Risk-Adjusted Performance

0 of 100

 
Weak
 
Strong
Very Weak
Over the last 90 days International Game Technology has generated negative risk-adjusted returns adding no value to investors with long positions. In spite of uncertain performance in the last few months, the Stock's technical and fundamental indicators remain comparatively stable which may send shares a bit higher in December 2024. The newest uproar may also be a sign of mid-term up-swing for the firm private investors.
DraftKings 

Risk-Adjusted Performance

12 of 100

 
Weak
 
Strong
OK
Compared to the overall equity markets, risk-adjusted returns on investments in DraftKings are ranked lower than 12 (%) of all global equities and portfolios over the last 90 days. Despite nearly abnormal basic indicators, DraftKings reported solid returns over the last few months and may actually be approaching a breakup point.

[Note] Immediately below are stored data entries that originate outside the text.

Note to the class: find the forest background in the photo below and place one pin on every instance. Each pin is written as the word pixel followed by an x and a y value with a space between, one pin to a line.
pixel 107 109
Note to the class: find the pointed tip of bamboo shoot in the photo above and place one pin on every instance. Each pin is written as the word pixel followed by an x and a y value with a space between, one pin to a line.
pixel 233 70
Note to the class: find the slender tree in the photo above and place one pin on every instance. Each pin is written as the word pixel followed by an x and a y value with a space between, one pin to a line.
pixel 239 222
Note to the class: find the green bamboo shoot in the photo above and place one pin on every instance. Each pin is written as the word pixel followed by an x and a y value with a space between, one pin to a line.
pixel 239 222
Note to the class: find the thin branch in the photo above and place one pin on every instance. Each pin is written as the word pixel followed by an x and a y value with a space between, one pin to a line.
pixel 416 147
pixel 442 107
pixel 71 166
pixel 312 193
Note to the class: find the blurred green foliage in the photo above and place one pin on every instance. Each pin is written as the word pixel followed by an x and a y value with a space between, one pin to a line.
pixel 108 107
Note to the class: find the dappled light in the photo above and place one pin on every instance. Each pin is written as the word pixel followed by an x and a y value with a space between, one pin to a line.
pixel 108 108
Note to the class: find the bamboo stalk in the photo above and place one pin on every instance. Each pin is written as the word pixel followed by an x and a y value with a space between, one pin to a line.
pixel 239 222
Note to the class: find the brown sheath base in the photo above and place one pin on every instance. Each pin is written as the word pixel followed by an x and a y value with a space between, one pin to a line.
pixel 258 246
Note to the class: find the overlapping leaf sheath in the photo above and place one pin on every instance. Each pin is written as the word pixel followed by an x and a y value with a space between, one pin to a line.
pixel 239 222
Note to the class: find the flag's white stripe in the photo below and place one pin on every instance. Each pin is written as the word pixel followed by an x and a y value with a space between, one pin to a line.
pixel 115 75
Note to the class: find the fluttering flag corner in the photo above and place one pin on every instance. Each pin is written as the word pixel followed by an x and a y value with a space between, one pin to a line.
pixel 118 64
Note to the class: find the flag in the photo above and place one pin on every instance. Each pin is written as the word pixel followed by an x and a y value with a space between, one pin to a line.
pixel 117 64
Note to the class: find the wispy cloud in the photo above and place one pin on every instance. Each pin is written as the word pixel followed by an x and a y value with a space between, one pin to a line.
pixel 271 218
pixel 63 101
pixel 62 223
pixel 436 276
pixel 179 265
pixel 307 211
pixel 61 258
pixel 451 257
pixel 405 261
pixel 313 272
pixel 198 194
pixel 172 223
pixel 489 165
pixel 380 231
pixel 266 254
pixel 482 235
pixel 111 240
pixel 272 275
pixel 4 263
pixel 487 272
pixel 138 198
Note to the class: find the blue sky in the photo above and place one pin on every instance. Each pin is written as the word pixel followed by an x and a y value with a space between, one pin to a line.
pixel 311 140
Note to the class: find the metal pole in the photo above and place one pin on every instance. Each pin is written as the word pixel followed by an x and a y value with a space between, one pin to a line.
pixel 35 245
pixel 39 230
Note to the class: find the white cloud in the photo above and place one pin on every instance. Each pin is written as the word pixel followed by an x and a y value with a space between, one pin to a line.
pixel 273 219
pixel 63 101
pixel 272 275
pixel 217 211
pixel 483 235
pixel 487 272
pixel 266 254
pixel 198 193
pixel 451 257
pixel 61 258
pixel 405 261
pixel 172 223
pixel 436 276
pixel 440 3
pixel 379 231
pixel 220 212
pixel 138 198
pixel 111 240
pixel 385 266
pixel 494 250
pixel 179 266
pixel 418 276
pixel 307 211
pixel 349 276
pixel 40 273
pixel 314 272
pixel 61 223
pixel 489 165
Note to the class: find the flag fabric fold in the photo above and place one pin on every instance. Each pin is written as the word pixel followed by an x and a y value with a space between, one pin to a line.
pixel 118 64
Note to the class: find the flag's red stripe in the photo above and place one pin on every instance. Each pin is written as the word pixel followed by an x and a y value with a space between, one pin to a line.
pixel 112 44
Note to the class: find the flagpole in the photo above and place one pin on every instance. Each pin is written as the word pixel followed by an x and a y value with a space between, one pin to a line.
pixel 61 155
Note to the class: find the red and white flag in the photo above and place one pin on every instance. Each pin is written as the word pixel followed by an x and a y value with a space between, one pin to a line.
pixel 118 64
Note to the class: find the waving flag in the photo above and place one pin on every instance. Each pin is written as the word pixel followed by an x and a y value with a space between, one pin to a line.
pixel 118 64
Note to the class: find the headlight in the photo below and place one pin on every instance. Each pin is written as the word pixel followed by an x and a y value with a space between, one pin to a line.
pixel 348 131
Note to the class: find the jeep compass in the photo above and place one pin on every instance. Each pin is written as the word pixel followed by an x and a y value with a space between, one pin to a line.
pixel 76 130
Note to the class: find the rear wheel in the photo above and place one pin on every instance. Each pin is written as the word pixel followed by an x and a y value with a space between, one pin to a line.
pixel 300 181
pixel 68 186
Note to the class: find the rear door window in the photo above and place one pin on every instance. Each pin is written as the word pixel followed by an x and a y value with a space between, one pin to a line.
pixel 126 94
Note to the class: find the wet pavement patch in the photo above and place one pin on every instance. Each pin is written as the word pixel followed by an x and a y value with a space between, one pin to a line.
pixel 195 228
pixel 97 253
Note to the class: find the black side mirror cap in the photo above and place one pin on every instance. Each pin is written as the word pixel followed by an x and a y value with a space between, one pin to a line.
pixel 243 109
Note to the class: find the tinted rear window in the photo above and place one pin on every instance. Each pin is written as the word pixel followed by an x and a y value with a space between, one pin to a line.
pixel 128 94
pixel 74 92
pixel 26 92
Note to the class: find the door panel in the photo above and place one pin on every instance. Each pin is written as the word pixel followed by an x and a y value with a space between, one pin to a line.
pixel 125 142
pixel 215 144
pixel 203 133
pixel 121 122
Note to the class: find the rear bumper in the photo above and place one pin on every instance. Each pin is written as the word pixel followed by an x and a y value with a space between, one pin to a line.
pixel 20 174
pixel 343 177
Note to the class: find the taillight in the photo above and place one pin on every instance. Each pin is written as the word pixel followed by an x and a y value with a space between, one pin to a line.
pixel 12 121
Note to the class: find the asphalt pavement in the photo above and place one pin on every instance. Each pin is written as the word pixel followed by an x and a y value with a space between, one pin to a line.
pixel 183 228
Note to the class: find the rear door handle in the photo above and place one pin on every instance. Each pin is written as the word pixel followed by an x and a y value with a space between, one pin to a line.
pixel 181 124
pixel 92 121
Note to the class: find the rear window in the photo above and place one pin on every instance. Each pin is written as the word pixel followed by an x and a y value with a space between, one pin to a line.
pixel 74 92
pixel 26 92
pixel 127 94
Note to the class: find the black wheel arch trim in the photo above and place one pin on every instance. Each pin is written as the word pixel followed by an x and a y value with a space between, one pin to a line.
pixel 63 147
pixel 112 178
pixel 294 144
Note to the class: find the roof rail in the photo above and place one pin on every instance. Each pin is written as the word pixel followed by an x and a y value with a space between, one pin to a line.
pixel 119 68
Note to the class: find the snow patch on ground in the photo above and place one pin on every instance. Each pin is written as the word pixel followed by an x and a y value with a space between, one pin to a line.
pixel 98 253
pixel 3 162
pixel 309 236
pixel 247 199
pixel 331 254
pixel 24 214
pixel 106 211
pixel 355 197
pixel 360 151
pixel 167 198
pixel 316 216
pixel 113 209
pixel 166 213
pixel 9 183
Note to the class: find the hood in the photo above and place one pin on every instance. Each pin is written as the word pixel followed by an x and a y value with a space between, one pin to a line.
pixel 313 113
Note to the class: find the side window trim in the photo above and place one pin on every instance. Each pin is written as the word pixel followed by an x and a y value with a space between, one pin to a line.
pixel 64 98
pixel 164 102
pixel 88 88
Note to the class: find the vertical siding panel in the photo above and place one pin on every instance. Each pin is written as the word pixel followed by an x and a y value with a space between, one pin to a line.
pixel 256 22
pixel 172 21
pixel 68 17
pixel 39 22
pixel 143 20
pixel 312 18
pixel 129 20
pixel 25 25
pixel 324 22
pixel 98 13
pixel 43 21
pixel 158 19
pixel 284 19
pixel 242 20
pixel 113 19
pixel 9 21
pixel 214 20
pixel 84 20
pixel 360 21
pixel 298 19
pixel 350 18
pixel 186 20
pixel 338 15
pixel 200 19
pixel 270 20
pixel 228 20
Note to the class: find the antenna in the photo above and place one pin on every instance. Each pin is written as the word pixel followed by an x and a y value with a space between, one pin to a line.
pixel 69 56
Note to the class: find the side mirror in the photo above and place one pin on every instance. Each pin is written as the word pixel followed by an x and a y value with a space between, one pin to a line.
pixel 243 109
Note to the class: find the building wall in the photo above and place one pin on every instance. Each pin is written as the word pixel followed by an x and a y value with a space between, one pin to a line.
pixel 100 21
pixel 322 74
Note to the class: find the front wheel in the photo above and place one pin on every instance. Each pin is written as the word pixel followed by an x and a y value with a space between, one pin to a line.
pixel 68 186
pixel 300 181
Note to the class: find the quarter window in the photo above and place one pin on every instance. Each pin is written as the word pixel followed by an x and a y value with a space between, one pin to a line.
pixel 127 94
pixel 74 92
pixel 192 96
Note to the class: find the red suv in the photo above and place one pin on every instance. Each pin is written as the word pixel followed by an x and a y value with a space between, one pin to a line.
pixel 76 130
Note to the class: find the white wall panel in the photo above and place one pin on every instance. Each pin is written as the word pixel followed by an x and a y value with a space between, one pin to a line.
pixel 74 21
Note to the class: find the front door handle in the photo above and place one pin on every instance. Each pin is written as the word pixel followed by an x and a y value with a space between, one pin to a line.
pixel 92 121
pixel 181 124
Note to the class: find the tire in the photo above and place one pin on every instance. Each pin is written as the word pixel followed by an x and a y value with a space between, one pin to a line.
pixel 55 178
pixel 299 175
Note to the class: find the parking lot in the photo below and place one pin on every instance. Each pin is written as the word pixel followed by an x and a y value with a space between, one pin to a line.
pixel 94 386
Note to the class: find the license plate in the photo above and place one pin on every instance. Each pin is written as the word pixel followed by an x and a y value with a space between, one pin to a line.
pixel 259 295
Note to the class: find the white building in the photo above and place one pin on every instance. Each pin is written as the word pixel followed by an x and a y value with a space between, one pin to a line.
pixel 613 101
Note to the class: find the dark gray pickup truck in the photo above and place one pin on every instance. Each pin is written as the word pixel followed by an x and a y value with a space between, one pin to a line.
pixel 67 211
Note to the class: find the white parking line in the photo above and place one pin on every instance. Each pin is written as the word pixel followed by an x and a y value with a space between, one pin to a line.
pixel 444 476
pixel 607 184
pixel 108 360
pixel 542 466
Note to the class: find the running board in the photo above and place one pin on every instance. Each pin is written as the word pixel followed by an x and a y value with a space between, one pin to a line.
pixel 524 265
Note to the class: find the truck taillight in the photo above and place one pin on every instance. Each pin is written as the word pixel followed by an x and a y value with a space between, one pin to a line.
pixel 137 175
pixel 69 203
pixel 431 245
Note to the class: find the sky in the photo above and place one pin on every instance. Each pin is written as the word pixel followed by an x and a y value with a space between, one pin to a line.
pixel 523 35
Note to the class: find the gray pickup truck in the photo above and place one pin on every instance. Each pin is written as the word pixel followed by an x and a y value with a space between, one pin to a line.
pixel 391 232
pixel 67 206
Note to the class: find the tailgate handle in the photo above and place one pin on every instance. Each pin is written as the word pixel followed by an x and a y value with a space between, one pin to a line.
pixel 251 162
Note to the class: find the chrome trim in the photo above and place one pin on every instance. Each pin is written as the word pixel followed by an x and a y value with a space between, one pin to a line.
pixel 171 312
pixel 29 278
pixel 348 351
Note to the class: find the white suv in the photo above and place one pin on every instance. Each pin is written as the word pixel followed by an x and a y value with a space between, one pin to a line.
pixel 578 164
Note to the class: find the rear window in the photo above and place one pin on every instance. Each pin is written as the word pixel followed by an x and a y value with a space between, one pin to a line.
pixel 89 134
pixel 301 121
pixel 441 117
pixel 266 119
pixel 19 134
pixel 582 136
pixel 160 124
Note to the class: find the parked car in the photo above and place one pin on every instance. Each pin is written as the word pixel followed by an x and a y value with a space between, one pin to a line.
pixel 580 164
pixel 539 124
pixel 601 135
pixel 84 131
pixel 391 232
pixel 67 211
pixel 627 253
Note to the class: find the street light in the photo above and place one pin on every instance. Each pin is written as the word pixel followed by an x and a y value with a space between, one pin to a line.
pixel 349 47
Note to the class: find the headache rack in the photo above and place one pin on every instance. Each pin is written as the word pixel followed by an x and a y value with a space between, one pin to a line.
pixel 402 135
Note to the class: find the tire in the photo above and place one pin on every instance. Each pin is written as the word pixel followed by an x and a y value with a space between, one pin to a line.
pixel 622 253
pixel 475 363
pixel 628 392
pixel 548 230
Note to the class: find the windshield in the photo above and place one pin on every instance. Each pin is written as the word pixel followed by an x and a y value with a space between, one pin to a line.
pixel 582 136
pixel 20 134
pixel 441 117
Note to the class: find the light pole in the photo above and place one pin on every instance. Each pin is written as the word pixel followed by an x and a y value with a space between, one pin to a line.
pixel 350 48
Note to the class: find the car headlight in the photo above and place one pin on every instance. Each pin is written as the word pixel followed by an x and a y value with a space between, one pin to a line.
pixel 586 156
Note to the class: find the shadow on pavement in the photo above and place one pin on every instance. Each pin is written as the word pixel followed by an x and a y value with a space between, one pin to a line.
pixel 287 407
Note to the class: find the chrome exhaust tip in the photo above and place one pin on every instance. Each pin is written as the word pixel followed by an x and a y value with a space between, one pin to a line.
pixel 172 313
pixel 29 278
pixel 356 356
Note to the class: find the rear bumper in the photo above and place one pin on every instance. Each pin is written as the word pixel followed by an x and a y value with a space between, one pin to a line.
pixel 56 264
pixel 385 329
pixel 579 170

International Game and DraftKings Volatility Contrast

   Predicted Return Density   
       Returns  

Pair Trading with International Game and DraftKings

The main advantage of trading using opposite International Game and DraftKings positions is that it hedges away some unsystematic risk. Because of two separate transactions, even if International Game position performs unexpectedly, DraftKings can make up some of the losses. Pair trading also minimizes risk from directional movements in the market. For example, if an entire industry or sector drops because of unexpected headlines, the short position in DraftKings will offset losses from the drop in DraftKings' long position.
The idea behind International Game Technology and DraftKings pairs trading is to make the combined position market-neutral, meaning the overall market's direction will not affect its win or loss (or potential downside or upside). This can be achieved by designing a pairs trade with two highly correlated stocks or equities that operate in a similar space or sector, making it possible to obtain profits through simple and relatively low-risk investment.
Check out your portfolio center.
Note that this page's information should be used as a complementary analysis to find the right mix of equity instruments to add to your existing portfolios or create a brand new portfolio. You can also try the Analyst Advice module to analyst recommendations and target price estimates broken down by several categories.